Archive 09/22/10 - (3)

 

   

The Fountains of Youth

                                                                  

 

This luxuriously breezeless Lake Nebagamon afternoon,

The boys' summer camp is a wide, beguiling silence.

Not even the pileated, hairy, or red-headed woodpeckers

Are hammering their favorite trees, for insects.

Even I, wandering these acres, am captivated by its breathlessness,

 

Which is fine, since I'll not be distracted from my mission

Of seeing if I can find all of camp's scattered drinking fountains,

Using orienteering skills I learned from the Danish counselors

Who came here, every summer, to instruct us kids

In reading maps and compasses, making our way safely, in the wild.

 

By the Lumberjack Village restroom, near the waterfront,

I locate the first of what I'll discover are seven water sources.
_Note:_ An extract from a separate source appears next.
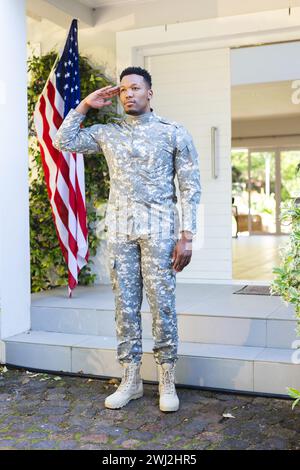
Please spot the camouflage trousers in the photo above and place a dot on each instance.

Memory's coordinates, exploring back to my fourteen summers,

Remain surprisingly reliable, homing me in on the other fountains,

Installed in the Axeman Village, on the lower diamond, Swamper Hill,

 

And by the cement walk between the rec hall and Big House

(All but the two new ones, in the CNOC ring and on the upper diamond,

Still outfitted with familiar chipped-white-porcelain basins

And nickel-plated handles and spouts I recognize from sixty years ago).

Naturally, from each, I draw a rejuvenating sip,

 

As if not doing so would be a cataclysmic sacrilege,

A desecration of spiritual proportions,

Punishable by a Biblical plague or sudden phage of terminal forgetting.

Back at the cabin, I open a bottle of purified water and swig.

It just doesn't taste the same, doesn't taste nearly as pure.